Fruit flies are the biggest threat to Z. mauritiana fruits. Some cultivars are more susceptible than others—the flies prefer the largest, sweetest fruits, while a nearby tree bearing smaller, less-sweet fruits suffers little damage. Full-grown larvae exit the fruit by making holes in the skin, and then drop to the ground to form pupae. Control is possible by destroying the pupae with irrigation during summer or subjecting the soil to heat by burning grass, as well as regular application of insecticide.

Caterpillars, especially slug moth larvae attack the foliage. Mites form scale-like galls on twigs, limiting growth and reducing fruit production. Lesser pests include the larvae of Meridarchis scyrodes, which bores into the fruit.

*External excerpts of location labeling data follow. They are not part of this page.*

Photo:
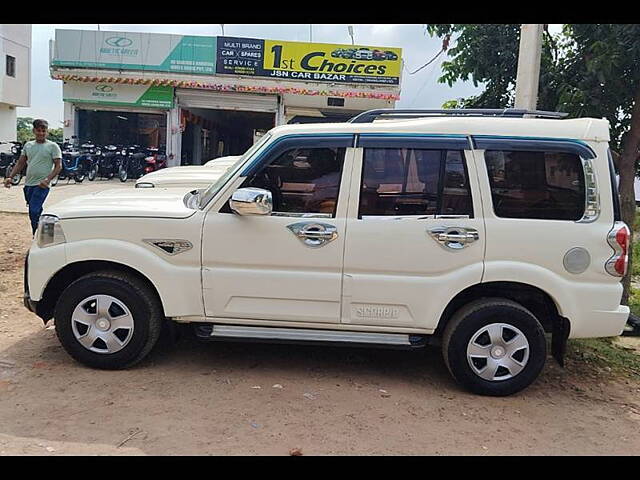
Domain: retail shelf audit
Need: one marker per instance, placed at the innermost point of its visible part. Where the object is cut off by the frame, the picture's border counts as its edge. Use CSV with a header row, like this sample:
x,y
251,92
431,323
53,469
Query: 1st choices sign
x,y
321,62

The tree is susceptible to infestation by the parasitic dodder Cuscuta reflexa, which causes considerable damage by extracting nutrients from its host and smothering it. Powdery mildew causes defoliation and fruit-drop, but it can be adequately controlled. Lesser diseases are sooty mould, brown rot and leaf spot. Leaf spot results from infestation by Cercospora spp. and Isariopsis indica var. zizyphi. In 1973, a witches'-broom disease caused by a mycoplasma-like organism was found in ber plants near Poona University. Grafting or budding diseased scions onto healthy Z. mauritiana seedlings was found to be the cause of transmission. Leaf rust, caused by Phakopsora zizyphivulgaris, ranges from mild to severe on all commercial cultivars in Punjab.

In storage, the fruits are susceptible to fungal attack by several species, including Fusarium spp., Nigrospora oryzae, Epicoccum nigrum and Glomerella cingulata.